The reader cannot help but fall into the loneliness of the protagonist’s absurd, isolated life. The ending, however, offers an ambiguous hint of redemption. The main character’s, and later his replacement’s, appeals to the apartment doors of their sought-after colleagues provide a window into their internal states. The responseless barrier absorbs the depressed cries, interrogations flowing freely with no expectation of acknowledgement. There is no rebuttal or rejection at the hopelessness of interaction. The man walks away as the rabbit does when released by the owner (“it didn’t make a sound”). (p.11) The urge to appeal has been washed out by the repetition of indifference (“it vanished into the bushes as if it knew what it was supposed to do.”) (p.11). Abandonment is so standard in the modern dystopia Pyun paints that it is accepted without a second thought.

The word “abandon” is used only at the beginning and end of the text, but throughout the story it is clear that everything in this world is temporary and disposable. The short length of the protagonist’s stay is precisely the reason he brings the rabbit home. It also allows him to neglect its care because “he was just going to get rid of it anyway.” (p. 6) The reader may conclude that the temporary workers are regarded in the same way by their workplace.

The writer slices the text with repetitive sequences that stack as neatly as the “towering stack” (p. 3) of papers on the superior’s desk. The work is always the same (“Doing the same work everyday…this routine never varied.”) (p. 2) The knocking on the protagonist’s own door, fifteen minutes after the end of work, repeats systematically every day. The schedule is kept relative to the workday, just as the protagonist adopts his habit of standing and sitting at five intervals daily. His repetition of the ritual even while working at home demonstrates how completely entrenched he is in the daily cycle. He appears to realize his condition more deeply with each subsequent reaction: a laugh, a rap on the head, tears.

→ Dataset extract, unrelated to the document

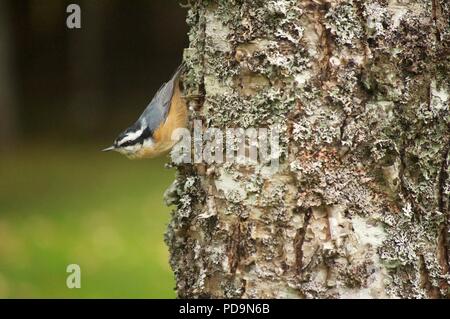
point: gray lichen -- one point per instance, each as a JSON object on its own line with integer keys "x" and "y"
{"x": 360, "y": 204}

This soul-sucking routine combined with the company’s absurd insistence on “any kind of data” lends a strong Kafkaesque tone to the unnamed country. The monotony catches the workers in its wheels, lulls them to sleep with its tireless drone, and spits them out bloody, abandoned and half-mad. Occasionally, a violent scream escapes in full force to battle the deafening drum. A worker “kick[s] on the door, bang[s] on it with his fists, and yell[s]”. (p. 5) A man, an anybody from an apartment in the city, brandishes a knife in a threatening video. The churning continues, and soon forgets the interruption.

Each outburst of violence seeps into the collective mind, deepening a chasm of distrust between neighbors who “hurry to press the button” (p. 7) to close elevator doors to avoid being trapped in with another. The destructive urge stems from isolation and then, once manifested, emphasizes its necessity in the minds of the victimized.

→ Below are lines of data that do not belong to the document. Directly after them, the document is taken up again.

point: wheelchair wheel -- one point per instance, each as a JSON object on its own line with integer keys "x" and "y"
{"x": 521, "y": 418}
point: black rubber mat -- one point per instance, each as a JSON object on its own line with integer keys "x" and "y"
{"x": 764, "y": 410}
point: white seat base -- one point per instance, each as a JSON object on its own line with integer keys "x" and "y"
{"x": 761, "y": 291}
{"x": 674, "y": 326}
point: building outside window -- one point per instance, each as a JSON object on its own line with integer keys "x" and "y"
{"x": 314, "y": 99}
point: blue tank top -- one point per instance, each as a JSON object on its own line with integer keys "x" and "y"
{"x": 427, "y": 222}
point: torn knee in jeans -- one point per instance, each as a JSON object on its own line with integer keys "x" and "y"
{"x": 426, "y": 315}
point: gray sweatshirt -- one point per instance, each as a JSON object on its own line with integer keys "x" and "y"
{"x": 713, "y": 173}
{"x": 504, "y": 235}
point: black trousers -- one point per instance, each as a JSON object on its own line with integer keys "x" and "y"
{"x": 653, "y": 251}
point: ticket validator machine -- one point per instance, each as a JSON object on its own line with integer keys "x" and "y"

The lack of interaction between individuals is highlighted in the deconstruction of the question and answer form of dialogue. Answers are given to questions that the character knows “no one is going to ask,” (p. 10) and questions of well-being are left unanswered because it seems that the inquirer is “more interested in airing his grievances than in finding him.” (p.11) The only complete dialogues center around work, and the protagonist latches on to even these interactions with an evident desperation (“The man asked the question quickly, because the section leader was already lowering his head to dismiss him… The man was happy to finally be understood.”) (p. 4). Though the majority of his colleagues seem wholly ambivalent to human interaction, the unidentified man at the protagonist’s door suggests that others wish to escape their solitude as well.

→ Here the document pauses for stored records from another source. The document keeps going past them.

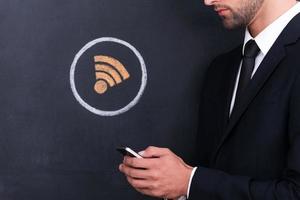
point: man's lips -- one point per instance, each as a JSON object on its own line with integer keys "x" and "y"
{"x": 221, "y": 11}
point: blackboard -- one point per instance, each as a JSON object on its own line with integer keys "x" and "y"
{"x": 52, "y": 147}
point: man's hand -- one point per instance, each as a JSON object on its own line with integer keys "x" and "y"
{"x": 160, "y": 174}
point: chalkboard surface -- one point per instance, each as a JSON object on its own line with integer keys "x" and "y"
{"x": 52, "y": 145}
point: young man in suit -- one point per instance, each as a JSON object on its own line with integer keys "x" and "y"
{"x": 249, "y": 126}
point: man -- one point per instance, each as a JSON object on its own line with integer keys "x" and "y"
{"x": 249, "y": 126}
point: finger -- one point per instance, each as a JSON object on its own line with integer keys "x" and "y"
{"x": 134, "y": 172}
{"x": 151, "y": 192}
{"x": 138, "y": 184}
{"x": 152, "y": 152}
{"x": 138, "y": 163}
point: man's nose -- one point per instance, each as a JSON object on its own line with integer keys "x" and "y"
{"x": 209, "y": 2}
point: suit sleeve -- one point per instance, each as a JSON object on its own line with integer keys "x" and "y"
{"x": 214, "y": 184}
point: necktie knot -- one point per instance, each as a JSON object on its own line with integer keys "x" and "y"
{"x": 251, "y": 49}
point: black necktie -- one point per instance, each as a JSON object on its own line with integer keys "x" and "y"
{"x": 250, "y": 53}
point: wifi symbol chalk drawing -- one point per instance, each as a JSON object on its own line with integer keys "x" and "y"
{"x": 109, "y": 72}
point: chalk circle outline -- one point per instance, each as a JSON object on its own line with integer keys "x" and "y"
{"x": 130, "y": 104}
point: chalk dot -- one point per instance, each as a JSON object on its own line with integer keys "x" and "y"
{"x": 100, "y": 87}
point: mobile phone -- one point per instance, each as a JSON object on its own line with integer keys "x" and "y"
{"x": 126, "y": 151}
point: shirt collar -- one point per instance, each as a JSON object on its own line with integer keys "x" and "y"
{"x": 268, "y": 36}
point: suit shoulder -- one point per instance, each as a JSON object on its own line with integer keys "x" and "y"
{"x": 223, "y": 59}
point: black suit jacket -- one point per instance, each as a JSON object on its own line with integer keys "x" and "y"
{"x": 256, "y": 153}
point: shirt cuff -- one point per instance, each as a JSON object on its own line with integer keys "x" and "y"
{"x": 190, "y": 182}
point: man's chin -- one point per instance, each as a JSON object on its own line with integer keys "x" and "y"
{"x": 229, "y": 24}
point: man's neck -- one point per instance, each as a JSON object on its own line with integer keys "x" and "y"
{"x": 269, "y": 12}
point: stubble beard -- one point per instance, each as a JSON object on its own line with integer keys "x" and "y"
{"x": 243, "y": 15}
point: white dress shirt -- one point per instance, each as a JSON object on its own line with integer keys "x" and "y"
{"x": 265, "y": 41}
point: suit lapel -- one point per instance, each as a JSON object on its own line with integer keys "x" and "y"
{"x": 271, "y": 61}
{"x": 232, "y": 73}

The rabbit serves as a placeholder for the relationship the man cannot have, albeit offering only a one-sided one. It asks and answers nothing. It does not impose, but does not contribute. It is a “freeloader,” (p. 1) not a net zero, because to exist in this world is to cost something. It serves as a mirror to our nameless protagonist, who is “captivated” by its eyes before his decay and later grows so uncomfortable by them that he blocks it from his view. It is unintruding, a passive receiver to its owner’s changes of demeanor and will. It attracts annoyance and then hatred from all who possess it. Does it absorb these feelings or reflect them back to the producer? The equilibrium of its weight when it is re-abandoned seems to imply the latter.

If the rabbit’s return to the park is something to bemoan is not clear. When the rabbit is first found, the man chafes “to think such a being had been stranded…for so long that its white fur had turned filthy.” (p. 1) Yet when he abandons his office life, the change that most gratifies him is that he no longer wears a white shirt. One questions, then, whether the dirt and the tomb referred to in the title of the work are truly negative. Since the rabbits abandoned in the parks will “die eventually, on their own,” should one assume the “only wild place left” is the aforementioned repose? (p. 2) Yet these spaces resemble a tomb less than the foul-smelling apartment in which the protagonist fears he could “rot away…undiscovered by anyone.” (p. 7) He likewise sniffs at the door of his missing superior, in case his room has transformed into that final resting place, but in the end, both the superior and himself seem to escape its clutches.